[ofa-general] Quetions about IPOIB handle last WQE event

Tue Jul 22 17:21:22 PDT 2008

Hello Roland, Eli,

We have seen heavy QP resource leakages in ehca for both nonSRQ and SRQ
for IPoIB-CM mode. I have several patches to fix this issue. Before I
submit these patches for review. I would like to discuss current IPoIB
resource release based on last WQE first.

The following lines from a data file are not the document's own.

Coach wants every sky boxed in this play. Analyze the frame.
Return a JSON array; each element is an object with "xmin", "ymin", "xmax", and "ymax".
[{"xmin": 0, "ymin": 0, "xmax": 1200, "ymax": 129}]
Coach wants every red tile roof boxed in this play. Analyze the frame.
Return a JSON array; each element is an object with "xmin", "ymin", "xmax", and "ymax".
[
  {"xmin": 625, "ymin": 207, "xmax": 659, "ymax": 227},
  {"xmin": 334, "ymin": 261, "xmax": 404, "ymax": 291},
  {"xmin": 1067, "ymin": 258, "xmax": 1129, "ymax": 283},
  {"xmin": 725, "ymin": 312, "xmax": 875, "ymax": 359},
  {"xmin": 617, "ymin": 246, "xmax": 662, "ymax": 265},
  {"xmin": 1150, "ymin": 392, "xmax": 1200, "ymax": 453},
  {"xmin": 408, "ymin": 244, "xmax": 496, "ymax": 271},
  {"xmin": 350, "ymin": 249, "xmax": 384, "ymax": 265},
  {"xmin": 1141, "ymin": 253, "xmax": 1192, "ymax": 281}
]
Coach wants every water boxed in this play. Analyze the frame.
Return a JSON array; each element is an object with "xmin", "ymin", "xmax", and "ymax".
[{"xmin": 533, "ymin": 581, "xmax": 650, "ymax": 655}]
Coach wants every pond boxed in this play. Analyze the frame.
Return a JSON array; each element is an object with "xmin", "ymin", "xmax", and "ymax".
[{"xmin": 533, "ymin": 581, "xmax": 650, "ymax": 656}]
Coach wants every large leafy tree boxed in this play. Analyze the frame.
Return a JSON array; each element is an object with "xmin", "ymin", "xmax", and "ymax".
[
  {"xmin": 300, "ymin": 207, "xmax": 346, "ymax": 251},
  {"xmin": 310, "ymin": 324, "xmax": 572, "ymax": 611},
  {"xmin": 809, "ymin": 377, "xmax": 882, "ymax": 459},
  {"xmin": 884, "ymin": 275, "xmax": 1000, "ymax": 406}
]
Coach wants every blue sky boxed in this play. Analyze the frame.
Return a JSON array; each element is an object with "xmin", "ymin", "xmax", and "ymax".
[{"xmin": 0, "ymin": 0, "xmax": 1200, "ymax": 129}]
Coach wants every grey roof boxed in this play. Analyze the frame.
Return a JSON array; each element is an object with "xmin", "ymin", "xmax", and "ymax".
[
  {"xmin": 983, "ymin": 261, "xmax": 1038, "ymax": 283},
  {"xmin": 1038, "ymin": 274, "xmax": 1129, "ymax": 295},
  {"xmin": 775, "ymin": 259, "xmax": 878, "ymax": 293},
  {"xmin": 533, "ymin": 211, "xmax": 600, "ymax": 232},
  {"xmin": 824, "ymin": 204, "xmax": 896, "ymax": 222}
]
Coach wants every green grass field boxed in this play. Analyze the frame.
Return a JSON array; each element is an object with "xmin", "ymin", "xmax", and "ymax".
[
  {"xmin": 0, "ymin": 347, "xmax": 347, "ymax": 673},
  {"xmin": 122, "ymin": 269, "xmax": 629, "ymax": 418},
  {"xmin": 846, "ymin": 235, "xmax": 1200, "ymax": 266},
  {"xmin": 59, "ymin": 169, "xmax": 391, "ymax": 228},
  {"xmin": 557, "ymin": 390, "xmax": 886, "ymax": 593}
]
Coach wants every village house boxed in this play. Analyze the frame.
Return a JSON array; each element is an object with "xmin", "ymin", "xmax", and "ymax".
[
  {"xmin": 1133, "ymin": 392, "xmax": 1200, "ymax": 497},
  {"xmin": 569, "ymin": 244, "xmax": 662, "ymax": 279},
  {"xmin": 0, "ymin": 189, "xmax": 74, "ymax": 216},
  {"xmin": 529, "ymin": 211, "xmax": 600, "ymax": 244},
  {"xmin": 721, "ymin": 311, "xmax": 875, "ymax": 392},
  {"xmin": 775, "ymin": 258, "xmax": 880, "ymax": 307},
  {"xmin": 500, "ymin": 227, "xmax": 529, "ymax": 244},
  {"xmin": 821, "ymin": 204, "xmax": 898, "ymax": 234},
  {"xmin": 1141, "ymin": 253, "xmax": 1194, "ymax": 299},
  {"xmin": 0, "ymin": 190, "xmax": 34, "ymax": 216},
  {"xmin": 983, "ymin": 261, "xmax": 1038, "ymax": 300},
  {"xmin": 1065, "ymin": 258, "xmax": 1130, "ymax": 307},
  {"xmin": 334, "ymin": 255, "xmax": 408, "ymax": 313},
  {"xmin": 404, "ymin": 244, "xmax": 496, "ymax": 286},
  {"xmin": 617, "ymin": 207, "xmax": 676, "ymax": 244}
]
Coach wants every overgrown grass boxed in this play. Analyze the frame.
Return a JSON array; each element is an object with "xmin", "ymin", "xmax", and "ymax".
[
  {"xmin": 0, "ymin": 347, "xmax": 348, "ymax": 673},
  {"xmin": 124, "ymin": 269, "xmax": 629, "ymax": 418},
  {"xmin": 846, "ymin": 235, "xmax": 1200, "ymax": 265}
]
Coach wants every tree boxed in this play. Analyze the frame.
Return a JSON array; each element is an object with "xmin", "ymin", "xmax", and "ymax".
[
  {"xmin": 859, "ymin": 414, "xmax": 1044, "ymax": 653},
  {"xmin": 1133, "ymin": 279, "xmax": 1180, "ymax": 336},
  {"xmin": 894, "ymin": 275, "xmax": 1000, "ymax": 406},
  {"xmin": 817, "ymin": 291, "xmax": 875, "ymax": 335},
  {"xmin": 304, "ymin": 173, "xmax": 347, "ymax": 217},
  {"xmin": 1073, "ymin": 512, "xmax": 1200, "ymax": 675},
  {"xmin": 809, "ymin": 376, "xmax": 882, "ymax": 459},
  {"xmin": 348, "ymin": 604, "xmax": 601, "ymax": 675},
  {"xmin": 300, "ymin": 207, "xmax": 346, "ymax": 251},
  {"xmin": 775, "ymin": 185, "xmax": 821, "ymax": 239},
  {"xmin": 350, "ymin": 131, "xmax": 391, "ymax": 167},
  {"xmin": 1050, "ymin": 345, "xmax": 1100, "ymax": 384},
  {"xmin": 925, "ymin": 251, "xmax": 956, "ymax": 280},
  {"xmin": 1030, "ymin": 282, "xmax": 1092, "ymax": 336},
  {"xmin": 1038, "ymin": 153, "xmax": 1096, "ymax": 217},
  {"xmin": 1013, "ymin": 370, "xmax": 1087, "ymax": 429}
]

In IB spec Section 10.3.1             
--------------------------
Note, for QPs that are associated with an SRQ, the Consumer should take
the QP through the Error State before invoking a Destroy QP or a Modify
QP to the Reset State. The Consumer may invoke the Destroy QP without
first performing a Modify QP to the Error State and waiting for the
Affiliated Asynchronous Last WQE Reached Event. However, if the Consumer
does not wait for the Affiliated Asynchronous Last WQE Reached Event,
then WQE and Data Segment leakage may occur. Therefore, it is
programming practice to tear down a QP that is associated with an SRQ by
using the following process:

• Put the QP in the Error State; 
• wait for the Affiliated Asynchronous Last WQE Reached Event;
• either:
    • drain the CQ by invoking the Poll CQ verb and either wait for CQ
to be empty or the number of Poll CQ operations has exceeded CQ capacity
size; or
    • post another WR that completes on the same CQ and wait for this
       WR to return as a WC;
• and then invoke a Destroy QP or Reset QP.

Section: 11-5.2.5: 
------------------
If the HCA supports SRQ, for RC and UD service, the CI shall generate a
Last WQE Reached Affiliated Asynchronous Event on a QP that is in the
Error State and is associated with an SRQ when either:
• a CQE is generated for the last WQE, or
• the QP gets in the Error State and there are no more WQEs on the
  RQ.

The IPoIB-CM implementation takes the approach by posting another WR
that completes on the same CQ and wait for this WR to return as a WC.
IPoIB first puts the QP in error status, then waits for last WQE event
in async event handler by posting a drain WR, the QP resources will be
released in when last CEQs being generated. However it works for
ConnectionX but not for ehca. 

In ehca implemention it follows Section 11-5.2.5, when the QP gets in
the Error state, and there are no more WQEs on the RQ. So these QP
resources are never being released thus causes QP resources leakage, no
QPs can't be released at all. So when the maxium QPs are reached
(default nonSRQ is 128, SRQ is 4K), no more new connections can be
built. Nodes can't even be reachable.

We can see this problem even in an idle cluster. In an idle cluster, if
we have occasional ping, like ping every 10mins. The arp entry life time
is around 6 mins by default if no more traffics, (route cache timeout
300s + random(1/2 * reachable_time(15s), 3/2* reachable_time) + gc
clean(60s))

Then arp entries would be expired, a neigh detroy will be called from
neigh garbage collection, then ipoib neigh cleanup gets called. It will
destroy tx QPs and destroy cm_id will send DREQ to remote connection.
The remote side after receives DREQ, it puts the QP to error status.
Then the last WQE reached event will be generated.

node-1			node-2
---------------------------------------
ping -c 1 node-2
TX QP0 create
arp entry		RX QP0 create
wait for 10 mins
arp entry is released
ipoib_neigh_cleanup
destroy TX QP
destroy cm_id
send DREQ		received DREQ
			put QP0 in error status
			wait for async event
			LAST WQE reached event for RX QP0
			post last WR for QP0
			poll_cq
			below only applies to Mellanox, ehca won't see 
			last WQ in SRQ
			----------------
			see last WR for QP0
			put QP0 in reap_list for clean up
			queue reap work
			reap work: clean QP0
			-----------------
			ehca still keeps QP0

Repeat above steps in a large cluster, number of RX QPs will eventually
run out for SRQ.

Since nonSRQ doesn't handle async event, it never releases QPs, 128
connections will run out soon even in a two nodes cluster by repeating
above steps. ( This is another bug, I will submit a fix).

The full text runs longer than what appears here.